How to cure Writer’s Block
When you’re finding your creative ideas are regularly blocked and you just can’t seem to get a project started or finished, a Business and Life Coach can be what you need. In a 3 or 6 month series you can look from a higher perspective on the reasons behind it and the alternative ways you can get around it. These new found skills can be carried over into many other areas of your life making Life Coaching very valuable.
Let’s look at a crucial element needed to keep your creative ideas flowing that is often forgotten.
In the early life of a typical creative person, chaos reigns supreme. Things aren’t tidy around the house, the paperwork doesn’t get done on time, schedules are ignored and even disdained, many projects are started but not necessarily finished, reliability is not 100% and unpredictability is … well, rather predictable. What fun!
However, once your career kicks in, you find you need to squeeze that overflowing creative personality of yours into a more structured form that fits a manner suited to the commercial world. So now you’re aiming for:
– even flowing ideas,
– on demand,
– on time,
– as per the client brief.
Now, this can go fine for a while until you get so busy with your commercial work, that the routine starts to drag down your enthusiasm and your creativity isn’t sparking like it used to.
So, what’s missing? I believe it is chaos. We need a certain amount of chaos for creativity to thrive.
Jumping on the Wiki this morning I looked up Chaos to find it’s original meaning. The first meaning that came up was “a state lacking order or predictability”. OK, I understand that.
But the next meaning, from Ancient Greek Cosmogony, was “the original dark void from which everything else appeared”.
Now, this struck a chord for me. It reminded me how if you ask a clear question, then meditate on it, clearing all intellectual thought out of your mind, the answer comes.
So instead of laying out everything in a predictable order, the only way to get true inspiration for a gob-smacking bright idea is often actually to throw it all up in the air. Give yourself some chaos, some unpredictability, a lack of form and from that, which looks like a disaster to someone else, comes the spark of the idea you need.
I find when I’m coaching that if I have a client with a regimented, ordered mind; a control freak who needs to have everything under control, I need to encourage a little chaos to get things moving and new ideas to come.
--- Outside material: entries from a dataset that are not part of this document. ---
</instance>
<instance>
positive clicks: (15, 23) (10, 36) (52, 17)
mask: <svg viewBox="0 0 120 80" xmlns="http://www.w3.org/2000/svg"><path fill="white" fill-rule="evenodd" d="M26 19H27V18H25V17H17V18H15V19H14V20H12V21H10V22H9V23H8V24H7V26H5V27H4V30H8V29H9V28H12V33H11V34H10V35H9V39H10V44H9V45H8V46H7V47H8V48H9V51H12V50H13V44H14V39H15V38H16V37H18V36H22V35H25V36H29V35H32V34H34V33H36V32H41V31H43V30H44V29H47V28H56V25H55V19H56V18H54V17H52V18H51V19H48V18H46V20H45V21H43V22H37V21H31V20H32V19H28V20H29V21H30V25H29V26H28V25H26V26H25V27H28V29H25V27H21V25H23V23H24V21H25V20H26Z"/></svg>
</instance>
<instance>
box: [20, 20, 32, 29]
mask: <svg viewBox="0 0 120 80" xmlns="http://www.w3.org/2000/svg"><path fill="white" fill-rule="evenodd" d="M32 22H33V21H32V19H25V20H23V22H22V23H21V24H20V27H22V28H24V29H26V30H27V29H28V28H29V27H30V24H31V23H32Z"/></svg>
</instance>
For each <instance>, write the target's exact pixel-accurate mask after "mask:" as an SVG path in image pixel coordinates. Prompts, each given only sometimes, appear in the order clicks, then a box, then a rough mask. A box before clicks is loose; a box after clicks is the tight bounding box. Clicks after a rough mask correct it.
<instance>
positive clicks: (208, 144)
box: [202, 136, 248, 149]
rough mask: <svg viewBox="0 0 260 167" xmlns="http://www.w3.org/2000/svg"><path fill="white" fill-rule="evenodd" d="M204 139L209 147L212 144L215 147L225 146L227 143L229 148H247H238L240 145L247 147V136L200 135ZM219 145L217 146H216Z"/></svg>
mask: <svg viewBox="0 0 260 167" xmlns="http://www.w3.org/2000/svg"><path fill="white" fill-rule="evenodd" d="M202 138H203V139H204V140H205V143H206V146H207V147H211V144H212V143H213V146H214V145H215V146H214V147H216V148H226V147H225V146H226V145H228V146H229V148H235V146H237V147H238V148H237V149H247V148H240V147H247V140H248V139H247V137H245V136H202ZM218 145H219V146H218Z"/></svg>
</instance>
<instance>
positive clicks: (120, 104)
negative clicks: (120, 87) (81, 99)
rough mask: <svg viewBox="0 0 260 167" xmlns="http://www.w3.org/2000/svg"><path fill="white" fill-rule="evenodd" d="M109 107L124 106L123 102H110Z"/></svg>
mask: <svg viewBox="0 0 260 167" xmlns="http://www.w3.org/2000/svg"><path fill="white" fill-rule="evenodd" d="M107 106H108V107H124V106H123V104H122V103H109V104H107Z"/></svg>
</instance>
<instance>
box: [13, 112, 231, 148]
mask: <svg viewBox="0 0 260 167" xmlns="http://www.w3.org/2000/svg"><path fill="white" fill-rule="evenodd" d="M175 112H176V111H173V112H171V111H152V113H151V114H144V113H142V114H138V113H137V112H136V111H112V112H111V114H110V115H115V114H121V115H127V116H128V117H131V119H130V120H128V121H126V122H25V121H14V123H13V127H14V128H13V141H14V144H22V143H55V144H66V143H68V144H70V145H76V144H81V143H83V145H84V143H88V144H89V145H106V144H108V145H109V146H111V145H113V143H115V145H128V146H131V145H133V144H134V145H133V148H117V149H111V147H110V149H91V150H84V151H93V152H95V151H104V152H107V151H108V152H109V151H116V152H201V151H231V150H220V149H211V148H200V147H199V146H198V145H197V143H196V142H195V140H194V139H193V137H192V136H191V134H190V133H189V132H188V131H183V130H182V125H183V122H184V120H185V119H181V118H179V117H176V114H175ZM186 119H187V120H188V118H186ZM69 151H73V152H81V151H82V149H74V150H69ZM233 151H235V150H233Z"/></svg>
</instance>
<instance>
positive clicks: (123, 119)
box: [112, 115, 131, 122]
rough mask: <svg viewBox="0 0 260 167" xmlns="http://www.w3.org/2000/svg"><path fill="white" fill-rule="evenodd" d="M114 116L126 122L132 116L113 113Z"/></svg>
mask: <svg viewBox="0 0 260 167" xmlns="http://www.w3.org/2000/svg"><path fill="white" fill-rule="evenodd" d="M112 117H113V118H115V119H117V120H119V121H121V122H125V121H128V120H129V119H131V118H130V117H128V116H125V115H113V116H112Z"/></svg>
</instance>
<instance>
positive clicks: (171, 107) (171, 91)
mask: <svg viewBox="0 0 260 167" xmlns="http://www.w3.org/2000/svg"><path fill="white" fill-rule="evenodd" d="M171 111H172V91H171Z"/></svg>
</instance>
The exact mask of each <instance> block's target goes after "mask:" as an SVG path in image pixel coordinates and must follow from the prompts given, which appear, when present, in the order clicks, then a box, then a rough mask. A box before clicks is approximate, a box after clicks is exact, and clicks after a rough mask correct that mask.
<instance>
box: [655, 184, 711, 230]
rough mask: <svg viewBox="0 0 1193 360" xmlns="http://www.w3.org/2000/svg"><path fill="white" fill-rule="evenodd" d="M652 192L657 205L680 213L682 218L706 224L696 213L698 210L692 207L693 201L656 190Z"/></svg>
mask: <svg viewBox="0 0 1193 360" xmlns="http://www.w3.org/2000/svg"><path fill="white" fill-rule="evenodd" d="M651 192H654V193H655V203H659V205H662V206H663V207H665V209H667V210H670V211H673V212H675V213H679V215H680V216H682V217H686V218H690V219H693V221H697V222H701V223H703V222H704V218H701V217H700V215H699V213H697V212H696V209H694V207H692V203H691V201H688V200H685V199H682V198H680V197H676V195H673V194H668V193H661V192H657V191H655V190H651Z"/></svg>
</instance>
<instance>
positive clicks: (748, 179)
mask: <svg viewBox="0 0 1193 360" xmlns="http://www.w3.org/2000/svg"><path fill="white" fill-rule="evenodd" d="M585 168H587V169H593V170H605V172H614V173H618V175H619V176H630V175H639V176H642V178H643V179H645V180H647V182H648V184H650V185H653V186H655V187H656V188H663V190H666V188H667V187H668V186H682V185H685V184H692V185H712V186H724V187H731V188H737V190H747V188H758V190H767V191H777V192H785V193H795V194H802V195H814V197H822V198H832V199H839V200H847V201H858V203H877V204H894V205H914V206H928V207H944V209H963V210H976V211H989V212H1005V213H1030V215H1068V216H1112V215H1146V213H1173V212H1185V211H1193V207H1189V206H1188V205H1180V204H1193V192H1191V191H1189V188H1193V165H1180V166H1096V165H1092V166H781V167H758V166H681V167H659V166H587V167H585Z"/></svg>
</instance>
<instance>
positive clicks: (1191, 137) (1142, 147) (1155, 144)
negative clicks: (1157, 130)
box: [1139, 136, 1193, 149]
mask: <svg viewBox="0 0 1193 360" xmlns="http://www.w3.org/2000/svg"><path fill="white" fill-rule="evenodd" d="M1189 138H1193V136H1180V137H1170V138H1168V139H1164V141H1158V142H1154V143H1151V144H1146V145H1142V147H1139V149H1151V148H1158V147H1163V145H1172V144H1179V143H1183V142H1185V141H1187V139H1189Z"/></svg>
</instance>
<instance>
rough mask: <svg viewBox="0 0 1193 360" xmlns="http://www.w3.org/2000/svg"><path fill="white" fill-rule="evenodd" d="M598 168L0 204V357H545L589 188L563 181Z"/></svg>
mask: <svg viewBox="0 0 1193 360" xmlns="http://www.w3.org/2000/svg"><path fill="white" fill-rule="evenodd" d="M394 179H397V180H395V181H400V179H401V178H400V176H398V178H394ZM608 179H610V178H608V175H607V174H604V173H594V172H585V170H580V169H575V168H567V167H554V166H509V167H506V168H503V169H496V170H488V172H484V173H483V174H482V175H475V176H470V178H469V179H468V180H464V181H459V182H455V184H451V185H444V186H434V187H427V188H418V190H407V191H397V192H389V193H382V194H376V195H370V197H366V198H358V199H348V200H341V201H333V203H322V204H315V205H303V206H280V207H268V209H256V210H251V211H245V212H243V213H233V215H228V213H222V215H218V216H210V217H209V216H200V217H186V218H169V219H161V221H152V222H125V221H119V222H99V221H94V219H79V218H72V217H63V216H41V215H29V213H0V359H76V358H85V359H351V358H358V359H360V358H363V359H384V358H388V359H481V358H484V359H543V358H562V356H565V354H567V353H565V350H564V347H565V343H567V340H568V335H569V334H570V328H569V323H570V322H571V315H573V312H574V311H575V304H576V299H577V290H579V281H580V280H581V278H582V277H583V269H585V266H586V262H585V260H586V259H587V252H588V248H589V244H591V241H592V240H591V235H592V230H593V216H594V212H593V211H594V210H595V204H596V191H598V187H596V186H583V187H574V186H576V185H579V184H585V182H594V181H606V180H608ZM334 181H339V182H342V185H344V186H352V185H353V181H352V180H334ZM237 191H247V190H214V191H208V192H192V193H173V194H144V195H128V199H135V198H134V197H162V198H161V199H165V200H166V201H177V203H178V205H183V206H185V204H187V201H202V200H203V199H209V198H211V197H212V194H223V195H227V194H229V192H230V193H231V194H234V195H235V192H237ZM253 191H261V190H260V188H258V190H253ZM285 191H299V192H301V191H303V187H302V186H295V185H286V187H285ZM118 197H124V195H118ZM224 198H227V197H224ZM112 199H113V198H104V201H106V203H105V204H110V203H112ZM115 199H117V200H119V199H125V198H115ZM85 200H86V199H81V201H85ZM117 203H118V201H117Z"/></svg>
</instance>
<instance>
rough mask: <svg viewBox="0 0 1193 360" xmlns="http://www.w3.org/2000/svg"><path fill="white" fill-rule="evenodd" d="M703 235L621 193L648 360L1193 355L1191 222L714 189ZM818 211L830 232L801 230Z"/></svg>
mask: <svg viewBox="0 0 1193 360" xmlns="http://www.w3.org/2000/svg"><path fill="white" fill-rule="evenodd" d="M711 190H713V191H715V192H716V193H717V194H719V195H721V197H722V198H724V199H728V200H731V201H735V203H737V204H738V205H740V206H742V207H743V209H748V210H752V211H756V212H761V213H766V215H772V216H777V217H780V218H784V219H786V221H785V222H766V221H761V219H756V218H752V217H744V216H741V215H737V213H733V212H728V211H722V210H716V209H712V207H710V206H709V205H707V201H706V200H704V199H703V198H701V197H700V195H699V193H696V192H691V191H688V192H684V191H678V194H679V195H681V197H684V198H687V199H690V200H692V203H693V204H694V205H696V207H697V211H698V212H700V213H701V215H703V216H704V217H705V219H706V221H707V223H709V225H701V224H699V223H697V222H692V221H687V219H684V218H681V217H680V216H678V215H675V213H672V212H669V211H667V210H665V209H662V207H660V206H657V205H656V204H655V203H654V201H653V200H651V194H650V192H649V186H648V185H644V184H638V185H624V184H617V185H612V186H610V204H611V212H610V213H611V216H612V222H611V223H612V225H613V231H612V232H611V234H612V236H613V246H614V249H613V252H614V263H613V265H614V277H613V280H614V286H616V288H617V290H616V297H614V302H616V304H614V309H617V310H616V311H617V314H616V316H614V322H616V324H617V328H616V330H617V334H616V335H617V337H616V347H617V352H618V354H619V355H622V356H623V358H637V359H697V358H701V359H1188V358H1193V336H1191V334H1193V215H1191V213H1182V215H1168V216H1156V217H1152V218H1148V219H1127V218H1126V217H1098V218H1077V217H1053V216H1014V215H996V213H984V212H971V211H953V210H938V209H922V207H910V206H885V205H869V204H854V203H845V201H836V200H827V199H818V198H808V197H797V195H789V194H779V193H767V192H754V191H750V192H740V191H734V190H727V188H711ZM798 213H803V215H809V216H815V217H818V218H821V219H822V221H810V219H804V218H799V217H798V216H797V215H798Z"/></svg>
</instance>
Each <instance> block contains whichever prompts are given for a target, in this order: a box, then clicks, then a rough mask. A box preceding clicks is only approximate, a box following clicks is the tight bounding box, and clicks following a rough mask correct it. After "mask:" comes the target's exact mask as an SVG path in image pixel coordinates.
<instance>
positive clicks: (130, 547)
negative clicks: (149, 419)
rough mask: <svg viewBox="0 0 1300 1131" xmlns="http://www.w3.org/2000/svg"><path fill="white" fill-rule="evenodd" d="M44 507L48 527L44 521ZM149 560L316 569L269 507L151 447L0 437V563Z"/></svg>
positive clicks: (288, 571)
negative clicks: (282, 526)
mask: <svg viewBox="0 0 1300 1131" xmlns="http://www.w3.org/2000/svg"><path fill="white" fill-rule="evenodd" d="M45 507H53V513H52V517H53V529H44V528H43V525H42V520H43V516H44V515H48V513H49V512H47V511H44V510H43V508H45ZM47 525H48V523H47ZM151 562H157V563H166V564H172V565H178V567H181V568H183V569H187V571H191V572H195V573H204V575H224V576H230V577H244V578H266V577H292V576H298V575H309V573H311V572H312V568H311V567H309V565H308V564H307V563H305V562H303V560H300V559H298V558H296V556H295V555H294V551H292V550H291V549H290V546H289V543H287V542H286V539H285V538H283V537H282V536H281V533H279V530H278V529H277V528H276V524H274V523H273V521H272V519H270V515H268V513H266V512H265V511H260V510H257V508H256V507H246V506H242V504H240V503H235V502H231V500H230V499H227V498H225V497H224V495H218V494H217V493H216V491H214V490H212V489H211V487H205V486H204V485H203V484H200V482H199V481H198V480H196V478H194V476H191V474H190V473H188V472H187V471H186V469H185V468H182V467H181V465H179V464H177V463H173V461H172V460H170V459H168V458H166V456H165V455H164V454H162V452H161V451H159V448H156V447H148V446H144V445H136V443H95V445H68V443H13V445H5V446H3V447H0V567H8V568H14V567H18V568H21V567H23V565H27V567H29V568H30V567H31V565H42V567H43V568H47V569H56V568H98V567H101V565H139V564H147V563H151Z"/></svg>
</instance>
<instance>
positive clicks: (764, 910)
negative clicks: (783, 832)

On the other hand, when I have someone who feels completely out of control, I need to add a little order so the ideas can come to full fruition instead of staying up in the air as dreams.
Somewhere in the middle of these two states, the magic happens. The new ideas appear and can fully develop.
So, where do you stand? Do you need a little order or perhaps a little more chaos than you’re allowing to get those great ideas flowing today?